É assim mesmo, Flávia... as pessoas imaginam que terão filhos e a vida não mudará nada por isso, afinal, é só deixar com a babá, ou no colégio interno que seja, quando já estão maiores, o importante é não deixar de fazer nada que queiram por causa deles. :-/
Ainda bem que há pais como vocês, que preferem uns trocos a menos mas um tempo precioso a mais com as suas bonitas.
Sorte delas! ;-)
Assino embaixo!
e a dificuldade de arranjar trabalho sendo mãe?passei por isso e sei como éd uro ouvir que vc não dará conta por causa da criança,humpft!
bjs nas lindas meninas que inspiram textos maravilhosos como este e na mãe delas,geralmente esquecida.
E ouvir que não vai dar conta de um homem que não consegue respirar e piscar ao mesmo tempo?
Minha amiga sempre me questiona como eu consigo ir às reuniões da escola, e eu respondo: indo. O detalhe é que o ano escolar passado passou e ela nem conheceu a professora da filha...

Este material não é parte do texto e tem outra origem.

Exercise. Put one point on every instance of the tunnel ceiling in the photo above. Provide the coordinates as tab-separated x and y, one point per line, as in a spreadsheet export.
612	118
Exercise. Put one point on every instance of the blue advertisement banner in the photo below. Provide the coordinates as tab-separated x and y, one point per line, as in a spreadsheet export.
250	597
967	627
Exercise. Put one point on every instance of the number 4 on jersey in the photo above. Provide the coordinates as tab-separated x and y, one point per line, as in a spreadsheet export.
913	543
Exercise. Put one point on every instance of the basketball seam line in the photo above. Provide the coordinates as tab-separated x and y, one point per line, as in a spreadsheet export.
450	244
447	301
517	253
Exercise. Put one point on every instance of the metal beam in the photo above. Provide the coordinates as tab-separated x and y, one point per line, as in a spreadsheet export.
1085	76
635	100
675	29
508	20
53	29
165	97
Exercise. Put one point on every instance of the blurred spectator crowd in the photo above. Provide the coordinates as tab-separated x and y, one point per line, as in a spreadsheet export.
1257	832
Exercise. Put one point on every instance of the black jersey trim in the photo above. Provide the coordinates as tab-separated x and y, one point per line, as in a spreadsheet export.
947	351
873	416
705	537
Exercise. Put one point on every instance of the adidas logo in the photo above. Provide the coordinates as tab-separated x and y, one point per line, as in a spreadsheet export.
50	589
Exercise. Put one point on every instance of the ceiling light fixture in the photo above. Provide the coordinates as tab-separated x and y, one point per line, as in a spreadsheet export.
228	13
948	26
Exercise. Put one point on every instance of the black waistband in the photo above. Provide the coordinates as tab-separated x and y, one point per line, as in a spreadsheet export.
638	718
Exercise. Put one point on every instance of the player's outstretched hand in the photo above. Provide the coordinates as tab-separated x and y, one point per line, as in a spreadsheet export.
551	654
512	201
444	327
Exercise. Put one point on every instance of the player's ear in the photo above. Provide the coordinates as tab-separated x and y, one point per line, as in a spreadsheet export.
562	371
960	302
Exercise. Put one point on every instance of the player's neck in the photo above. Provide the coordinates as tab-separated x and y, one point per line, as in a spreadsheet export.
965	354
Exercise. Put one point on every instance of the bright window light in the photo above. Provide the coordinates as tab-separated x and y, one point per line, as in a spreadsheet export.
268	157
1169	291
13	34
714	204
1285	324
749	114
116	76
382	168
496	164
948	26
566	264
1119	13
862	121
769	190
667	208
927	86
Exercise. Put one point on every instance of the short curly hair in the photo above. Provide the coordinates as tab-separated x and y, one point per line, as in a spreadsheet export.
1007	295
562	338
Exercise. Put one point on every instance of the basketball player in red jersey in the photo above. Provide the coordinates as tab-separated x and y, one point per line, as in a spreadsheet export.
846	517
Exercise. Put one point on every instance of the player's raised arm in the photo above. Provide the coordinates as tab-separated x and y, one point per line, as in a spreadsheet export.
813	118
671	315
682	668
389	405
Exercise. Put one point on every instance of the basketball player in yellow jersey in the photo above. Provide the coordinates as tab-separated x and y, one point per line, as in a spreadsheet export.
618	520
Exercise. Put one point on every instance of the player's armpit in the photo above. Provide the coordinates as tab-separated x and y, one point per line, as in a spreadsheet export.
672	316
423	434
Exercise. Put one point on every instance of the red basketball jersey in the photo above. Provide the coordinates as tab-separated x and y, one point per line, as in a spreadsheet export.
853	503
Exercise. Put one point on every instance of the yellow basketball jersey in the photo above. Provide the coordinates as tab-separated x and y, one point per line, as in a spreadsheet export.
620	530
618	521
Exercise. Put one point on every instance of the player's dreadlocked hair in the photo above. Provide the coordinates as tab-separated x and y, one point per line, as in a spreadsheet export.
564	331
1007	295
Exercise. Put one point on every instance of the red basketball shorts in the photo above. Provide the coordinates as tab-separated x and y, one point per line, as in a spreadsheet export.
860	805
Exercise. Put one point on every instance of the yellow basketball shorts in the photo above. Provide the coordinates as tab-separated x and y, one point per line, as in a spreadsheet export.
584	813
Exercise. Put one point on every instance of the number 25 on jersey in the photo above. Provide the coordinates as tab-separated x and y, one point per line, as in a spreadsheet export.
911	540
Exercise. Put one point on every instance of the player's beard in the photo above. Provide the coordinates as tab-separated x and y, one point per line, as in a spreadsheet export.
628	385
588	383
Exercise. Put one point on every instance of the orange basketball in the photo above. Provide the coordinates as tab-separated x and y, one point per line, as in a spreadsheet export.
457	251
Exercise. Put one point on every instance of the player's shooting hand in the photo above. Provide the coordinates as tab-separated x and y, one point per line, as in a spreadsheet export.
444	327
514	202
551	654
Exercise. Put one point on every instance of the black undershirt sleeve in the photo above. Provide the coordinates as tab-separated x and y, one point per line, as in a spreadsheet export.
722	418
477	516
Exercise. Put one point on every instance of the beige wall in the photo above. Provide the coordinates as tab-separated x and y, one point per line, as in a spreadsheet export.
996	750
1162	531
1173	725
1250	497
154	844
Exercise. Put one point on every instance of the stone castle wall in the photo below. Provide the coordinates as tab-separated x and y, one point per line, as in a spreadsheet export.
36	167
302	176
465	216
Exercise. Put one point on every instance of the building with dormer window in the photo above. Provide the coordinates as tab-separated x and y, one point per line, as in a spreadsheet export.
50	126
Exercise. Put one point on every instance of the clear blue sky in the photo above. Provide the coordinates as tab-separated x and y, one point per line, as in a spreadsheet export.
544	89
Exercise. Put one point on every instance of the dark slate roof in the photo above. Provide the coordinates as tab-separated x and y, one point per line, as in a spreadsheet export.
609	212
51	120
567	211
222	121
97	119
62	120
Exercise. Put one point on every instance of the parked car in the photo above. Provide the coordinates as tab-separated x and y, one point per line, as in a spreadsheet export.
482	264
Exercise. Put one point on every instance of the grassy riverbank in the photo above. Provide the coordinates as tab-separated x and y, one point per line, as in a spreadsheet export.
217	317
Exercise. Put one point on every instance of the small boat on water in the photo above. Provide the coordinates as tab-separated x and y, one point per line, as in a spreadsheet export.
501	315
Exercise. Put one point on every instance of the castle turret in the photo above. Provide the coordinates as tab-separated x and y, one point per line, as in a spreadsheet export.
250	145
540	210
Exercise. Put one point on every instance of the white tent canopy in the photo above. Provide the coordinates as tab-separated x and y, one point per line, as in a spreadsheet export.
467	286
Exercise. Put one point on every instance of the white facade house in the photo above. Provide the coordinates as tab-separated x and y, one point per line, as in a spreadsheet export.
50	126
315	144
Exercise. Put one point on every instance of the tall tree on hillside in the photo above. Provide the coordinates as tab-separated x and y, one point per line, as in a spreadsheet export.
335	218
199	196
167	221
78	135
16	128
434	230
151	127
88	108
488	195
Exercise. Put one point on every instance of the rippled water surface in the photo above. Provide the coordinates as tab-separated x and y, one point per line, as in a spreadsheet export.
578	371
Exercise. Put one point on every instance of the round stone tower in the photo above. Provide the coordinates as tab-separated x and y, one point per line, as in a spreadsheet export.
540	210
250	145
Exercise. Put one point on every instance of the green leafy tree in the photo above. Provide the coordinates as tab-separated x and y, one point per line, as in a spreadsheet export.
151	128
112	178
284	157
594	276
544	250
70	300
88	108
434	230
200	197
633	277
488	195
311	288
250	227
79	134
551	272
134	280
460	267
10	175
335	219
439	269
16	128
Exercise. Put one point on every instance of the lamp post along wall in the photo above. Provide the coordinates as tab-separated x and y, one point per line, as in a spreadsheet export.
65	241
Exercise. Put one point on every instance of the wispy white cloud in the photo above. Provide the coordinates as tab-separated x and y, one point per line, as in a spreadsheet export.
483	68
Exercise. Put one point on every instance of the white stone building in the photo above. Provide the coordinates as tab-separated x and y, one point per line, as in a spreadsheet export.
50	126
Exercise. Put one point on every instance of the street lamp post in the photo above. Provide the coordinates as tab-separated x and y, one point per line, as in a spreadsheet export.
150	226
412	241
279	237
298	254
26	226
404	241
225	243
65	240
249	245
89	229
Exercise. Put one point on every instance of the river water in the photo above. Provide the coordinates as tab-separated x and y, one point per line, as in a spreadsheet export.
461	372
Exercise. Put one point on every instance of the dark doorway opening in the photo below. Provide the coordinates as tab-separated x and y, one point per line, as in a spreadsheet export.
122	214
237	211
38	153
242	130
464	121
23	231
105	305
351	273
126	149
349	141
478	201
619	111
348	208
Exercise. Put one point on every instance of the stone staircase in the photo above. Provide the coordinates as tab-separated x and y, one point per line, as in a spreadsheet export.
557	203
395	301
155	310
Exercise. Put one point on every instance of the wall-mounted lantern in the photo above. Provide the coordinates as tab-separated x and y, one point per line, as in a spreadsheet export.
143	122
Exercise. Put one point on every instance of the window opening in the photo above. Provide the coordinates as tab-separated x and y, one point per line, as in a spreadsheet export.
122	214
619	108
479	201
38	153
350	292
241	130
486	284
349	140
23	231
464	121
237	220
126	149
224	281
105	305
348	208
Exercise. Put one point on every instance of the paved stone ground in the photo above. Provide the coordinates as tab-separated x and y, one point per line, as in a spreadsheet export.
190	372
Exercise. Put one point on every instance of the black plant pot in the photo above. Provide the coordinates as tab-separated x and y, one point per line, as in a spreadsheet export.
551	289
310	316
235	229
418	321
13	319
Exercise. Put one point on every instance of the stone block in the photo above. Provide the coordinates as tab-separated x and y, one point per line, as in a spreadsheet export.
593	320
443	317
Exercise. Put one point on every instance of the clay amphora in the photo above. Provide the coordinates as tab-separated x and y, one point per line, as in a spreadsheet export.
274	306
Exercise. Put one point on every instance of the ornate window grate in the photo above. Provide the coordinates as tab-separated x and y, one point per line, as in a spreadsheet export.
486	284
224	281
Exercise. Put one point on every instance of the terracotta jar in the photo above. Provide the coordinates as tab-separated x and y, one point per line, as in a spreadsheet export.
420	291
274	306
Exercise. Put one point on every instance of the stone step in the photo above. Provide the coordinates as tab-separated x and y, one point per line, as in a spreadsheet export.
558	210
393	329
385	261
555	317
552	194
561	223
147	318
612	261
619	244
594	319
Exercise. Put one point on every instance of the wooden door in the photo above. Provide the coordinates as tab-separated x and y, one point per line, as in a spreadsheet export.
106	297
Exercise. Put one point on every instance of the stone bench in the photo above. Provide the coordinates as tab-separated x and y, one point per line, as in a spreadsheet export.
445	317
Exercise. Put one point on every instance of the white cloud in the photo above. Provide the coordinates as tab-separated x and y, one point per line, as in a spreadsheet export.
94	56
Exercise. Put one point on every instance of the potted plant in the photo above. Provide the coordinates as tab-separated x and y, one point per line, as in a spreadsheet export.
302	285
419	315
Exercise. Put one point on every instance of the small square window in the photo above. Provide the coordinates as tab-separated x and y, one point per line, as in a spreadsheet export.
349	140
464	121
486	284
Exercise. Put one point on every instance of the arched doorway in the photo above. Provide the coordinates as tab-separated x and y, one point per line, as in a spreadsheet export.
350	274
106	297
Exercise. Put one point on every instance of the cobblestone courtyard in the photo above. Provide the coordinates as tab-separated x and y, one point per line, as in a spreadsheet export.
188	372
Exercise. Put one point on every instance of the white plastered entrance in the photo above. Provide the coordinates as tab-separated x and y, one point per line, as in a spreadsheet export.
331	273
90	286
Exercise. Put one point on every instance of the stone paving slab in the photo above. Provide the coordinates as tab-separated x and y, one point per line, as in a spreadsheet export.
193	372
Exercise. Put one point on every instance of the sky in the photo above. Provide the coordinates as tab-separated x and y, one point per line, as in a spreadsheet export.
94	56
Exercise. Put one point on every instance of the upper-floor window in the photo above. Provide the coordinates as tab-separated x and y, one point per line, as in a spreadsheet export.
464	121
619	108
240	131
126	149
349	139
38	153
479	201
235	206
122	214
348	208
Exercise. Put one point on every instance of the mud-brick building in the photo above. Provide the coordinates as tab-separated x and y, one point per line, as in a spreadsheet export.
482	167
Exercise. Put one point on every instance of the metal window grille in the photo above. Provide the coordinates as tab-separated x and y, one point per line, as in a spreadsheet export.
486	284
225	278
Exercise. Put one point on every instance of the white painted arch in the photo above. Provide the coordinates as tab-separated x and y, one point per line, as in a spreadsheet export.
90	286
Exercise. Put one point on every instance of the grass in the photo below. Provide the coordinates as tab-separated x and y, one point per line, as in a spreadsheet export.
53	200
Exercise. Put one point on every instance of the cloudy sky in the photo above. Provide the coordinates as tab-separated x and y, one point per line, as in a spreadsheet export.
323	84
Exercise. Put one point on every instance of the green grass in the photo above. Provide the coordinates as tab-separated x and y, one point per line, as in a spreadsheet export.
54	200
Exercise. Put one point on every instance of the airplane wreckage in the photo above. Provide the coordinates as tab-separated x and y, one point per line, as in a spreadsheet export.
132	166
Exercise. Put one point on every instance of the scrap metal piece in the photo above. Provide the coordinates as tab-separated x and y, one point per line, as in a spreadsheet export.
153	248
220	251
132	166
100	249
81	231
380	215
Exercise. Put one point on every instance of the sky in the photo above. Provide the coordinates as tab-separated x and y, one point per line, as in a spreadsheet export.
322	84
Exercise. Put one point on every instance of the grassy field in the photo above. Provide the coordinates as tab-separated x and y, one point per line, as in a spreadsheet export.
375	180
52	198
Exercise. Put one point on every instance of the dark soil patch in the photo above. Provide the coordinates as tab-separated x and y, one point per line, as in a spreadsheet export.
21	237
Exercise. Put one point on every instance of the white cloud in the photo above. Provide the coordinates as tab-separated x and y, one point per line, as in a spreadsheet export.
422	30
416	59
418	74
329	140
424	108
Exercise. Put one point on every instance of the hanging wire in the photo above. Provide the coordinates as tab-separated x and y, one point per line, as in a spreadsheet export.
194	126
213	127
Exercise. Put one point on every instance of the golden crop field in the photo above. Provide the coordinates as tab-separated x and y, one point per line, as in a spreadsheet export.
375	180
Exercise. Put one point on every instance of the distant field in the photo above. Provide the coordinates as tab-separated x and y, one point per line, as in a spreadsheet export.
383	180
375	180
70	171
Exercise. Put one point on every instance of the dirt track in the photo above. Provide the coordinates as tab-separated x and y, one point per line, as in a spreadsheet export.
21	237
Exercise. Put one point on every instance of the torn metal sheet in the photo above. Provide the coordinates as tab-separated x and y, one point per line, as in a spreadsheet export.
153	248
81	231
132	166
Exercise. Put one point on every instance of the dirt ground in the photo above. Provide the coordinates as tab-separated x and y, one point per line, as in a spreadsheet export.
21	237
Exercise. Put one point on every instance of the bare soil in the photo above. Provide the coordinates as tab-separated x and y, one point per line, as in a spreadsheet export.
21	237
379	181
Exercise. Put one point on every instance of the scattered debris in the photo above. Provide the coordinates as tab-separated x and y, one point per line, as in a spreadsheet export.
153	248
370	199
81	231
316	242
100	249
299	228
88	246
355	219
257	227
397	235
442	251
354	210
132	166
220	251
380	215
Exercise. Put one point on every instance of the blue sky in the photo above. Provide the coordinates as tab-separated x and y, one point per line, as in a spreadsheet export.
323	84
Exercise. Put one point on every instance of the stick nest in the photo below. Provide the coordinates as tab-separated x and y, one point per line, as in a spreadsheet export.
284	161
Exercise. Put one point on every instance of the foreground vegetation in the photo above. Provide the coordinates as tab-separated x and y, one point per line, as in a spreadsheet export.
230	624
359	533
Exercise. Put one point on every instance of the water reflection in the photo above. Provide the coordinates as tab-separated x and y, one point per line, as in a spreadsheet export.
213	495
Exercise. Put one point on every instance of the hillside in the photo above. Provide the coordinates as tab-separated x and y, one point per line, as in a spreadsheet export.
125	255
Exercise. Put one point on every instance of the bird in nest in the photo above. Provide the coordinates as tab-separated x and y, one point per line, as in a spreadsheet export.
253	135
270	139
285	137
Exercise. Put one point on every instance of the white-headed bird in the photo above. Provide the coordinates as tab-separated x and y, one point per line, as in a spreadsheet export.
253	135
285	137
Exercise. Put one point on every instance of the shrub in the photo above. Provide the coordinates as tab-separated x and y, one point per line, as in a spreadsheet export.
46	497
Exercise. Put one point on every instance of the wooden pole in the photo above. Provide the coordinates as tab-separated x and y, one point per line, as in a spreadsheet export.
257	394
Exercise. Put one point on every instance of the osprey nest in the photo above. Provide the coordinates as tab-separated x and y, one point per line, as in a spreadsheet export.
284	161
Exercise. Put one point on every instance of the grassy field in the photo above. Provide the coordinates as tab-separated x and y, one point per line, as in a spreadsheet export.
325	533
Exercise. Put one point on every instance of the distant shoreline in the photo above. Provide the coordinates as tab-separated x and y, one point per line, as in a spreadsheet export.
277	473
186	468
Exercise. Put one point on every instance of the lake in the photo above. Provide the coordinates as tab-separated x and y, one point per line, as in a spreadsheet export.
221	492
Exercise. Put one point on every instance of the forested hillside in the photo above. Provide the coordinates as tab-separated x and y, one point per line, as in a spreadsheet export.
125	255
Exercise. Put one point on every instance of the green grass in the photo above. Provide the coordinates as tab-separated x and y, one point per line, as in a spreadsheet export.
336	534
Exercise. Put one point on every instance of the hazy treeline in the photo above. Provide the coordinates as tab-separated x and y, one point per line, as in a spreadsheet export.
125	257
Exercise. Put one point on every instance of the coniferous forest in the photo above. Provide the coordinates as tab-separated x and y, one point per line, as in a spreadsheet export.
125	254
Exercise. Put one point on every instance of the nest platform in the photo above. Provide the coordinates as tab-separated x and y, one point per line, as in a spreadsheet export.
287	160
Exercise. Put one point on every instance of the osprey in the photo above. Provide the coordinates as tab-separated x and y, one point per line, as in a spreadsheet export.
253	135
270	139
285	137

Per te Mamma Flávia: http://italiasempre.com/verpor/unbenegrande2.htm
Muito bom! Acho realmente que não vale a pena todo esse desgaste se explicando - também odeio e prefiro encurtar o assunto quando sei que as pessoas não vão entender e ficar argumentando uns argumentos que pra você não fazem o menor sentido...
Esse texto devia ser repassado como treinamento pra empresas.
Eu diminui significativamente minha jornada de trabalho para poder ficar mais tempo com meu filho e percebo um tom de crítica das outras colegas de trabalho e já fui questionada várias vezes se vou continuar trabalhando pouco no ano que vem, o que eu vou fazer. Além disso, reparam direto que eu não pinto mais o cabelo. Eu já decidi que enquanto estiver amamentando, prefiro não usar nenhum produto forte, mas parece que isso incomoda demais as pessoas.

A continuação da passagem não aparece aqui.